Benchmark results (./llvm-objdump-master: without this patch, ./bin/llvm-objcopy: with this patch):

$ hyperfine --warmup 10 './llvm-objdump-master -d ./bin/llvm-objcopy' './bin/llvm-objdump -d ./bin/llvm-objcopy'
Benchmark #1: ./llvm-objdump-master -d ./bin/llvm-objcopy
  Time (mean ± σ):      2.230 s ±  0.050 s    [User: 1.533 s, System: 0.682 s]
  Range (min … max):    2.115 s …  2.278 s    10 runs

Benchmark #2: ./bin/llvm-objdump -d ./bin/llvm-objcopy
  Time (mean ± σ):     386.4 ms ±  13.0 ms    [User: 376.6 ms, System: 6.1 ms]
  Range (min … max):   366.1 ms … 407.0 ms    10 runs

Summary
  './bin/llvm-objdump -d ./bin/llvm-objcopy' ran
    5.77 ± 0.23 times faster than './llvm-objdump-master -d ./bin/llvm-objcopy'

Diff Detail

Repository
rL LLVM

Event Timeline

seiya created this revision.Jul 18 2019, 8:43 PM
seiya edited the summary of this revision. (Show Details)Jul 18 2019, 8:44 PM
seiya edited the summary of this revision. (Show Details)
jhenderson added a subscriber: jhenderson.

I've added a few more reviewers for visibility.

My initial thought was "why not just delete the "flush"" from printInst, but I see that it's there for a "good" reason, looking at PrettyPrinter. I can't help but feel that a better solution would be to fix formatted_raw_ostream so that the indentation only gets added after any already-written content. Assuming that's not viable (e.g. it's intentional behaviour), I think what you have written works. @seiya, what are your thoughts on the formatted_raw_ostream implementation? Can it be sensibly changed?

seiya added a comment.Jul 19 2019, 4:30 AM

I've added a few more reviewers for visibility.

My initial thought was "why not just delete the "flush"" from printInst, but I see that it's there for a "good" reason, looking at PrettyPrinter. I can't help but feel that a better solution would be to fix formatted_raw_ostream so that the indentation only gets added after any already-written content. Assuming that's not viable (e.g. it's intentional behaviour), I think what you have written works. @seiya, what are your thoughts on the formatted_raw_ostream implementation? Can it be sensibly changed?

First I thought that it is not straightforward to update the position (what FOS.getColumn() returns) in formatted_raw_stream without flushing because it's done in its write_impl.

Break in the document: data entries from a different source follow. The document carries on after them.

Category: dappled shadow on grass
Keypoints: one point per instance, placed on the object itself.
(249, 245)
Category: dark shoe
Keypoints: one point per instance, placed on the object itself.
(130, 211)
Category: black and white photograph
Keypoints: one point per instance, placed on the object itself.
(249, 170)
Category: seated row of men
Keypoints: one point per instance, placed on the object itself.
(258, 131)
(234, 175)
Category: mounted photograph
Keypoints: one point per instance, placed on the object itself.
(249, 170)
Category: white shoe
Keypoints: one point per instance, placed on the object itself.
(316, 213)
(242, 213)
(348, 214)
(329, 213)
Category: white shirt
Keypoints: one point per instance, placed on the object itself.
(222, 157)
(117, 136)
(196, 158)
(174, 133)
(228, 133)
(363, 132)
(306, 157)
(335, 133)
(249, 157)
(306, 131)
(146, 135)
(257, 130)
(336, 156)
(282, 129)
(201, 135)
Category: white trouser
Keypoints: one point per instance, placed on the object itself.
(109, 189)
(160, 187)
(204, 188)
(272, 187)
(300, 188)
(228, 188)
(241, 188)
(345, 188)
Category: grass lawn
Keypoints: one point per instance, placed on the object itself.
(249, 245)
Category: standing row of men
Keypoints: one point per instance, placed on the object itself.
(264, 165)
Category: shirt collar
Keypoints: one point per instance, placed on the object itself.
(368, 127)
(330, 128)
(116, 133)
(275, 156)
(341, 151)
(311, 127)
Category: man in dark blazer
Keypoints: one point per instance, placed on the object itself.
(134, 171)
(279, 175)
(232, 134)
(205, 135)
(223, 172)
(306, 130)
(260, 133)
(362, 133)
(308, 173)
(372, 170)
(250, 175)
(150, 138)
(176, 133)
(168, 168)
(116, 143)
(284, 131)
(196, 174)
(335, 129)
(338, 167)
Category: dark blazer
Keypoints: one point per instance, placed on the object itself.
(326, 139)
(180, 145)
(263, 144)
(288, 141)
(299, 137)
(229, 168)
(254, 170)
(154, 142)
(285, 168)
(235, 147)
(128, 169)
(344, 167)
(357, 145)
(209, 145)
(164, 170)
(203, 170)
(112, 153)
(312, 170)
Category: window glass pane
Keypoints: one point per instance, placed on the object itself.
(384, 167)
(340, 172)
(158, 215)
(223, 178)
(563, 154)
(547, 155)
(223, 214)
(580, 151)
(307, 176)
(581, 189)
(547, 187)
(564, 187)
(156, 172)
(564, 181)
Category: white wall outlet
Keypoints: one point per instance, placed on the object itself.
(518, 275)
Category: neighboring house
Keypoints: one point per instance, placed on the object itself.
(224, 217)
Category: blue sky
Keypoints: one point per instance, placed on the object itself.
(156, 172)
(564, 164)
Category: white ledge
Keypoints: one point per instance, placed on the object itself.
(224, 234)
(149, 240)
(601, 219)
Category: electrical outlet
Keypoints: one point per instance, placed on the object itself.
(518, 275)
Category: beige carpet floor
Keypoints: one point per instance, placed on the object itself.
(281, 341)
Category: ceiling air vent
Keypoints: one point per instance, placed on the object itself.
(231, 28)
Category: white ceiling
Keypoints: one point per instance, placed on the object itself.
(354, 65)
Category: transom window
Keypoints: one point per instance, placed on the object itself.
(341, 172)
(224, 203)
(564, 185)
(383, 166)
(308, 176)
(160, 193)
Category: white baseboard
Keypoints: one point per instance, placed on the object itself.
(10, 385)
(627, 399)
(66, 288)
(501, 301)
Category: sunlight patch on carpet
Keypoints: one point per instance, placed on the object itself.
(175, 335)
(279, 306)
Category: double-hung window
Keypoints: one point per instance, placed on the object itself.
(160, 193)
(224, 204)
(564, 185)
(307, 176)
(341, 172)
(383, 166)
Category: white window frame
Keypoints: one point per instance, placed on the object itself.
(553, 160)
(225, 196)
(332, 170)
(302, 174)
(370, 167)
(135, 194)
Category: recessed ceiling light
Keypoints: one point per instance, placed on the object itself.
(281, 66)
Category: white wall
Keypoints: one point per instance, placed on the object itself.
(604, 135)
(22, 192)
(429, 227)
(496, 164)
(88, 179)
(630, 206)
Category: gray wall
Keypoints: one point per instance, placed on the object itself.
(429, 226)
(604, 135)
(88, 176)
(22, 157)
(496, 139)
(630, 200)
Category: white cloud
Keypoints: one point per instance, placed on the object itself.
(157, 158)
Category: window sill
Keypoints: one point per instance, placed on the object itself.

However, now I realized that it's trivial: add new method formatted_raw_ostream::updatePositionByBufferedString() (I couldn't come up with a good name) method, which reads the buffered string and updates the position by doing ComputePosition(getBufferStart(), GetNumBytesInBuffer()); .

I haven't tried this, but with this method, we no longer need to add a string buffer like this current patch. What do you think on this approach?

I've added a few more reviewers for visibility.

My initial thought was "why not just delete the "flush"" from printInst, but I see that it's there for a "good" reason, looking at PrettyPrinter. I can't help but feel that a better solution would be to fix formatted_raw_ostream so that the indentation only gets added after any already-written content. Assuming that's not viable (e.g. it's intentional behaviour), I think what you have written works. @seiya, what are your thoughts on the formatted_raw_ostream implementation? Can it be sensibly changed?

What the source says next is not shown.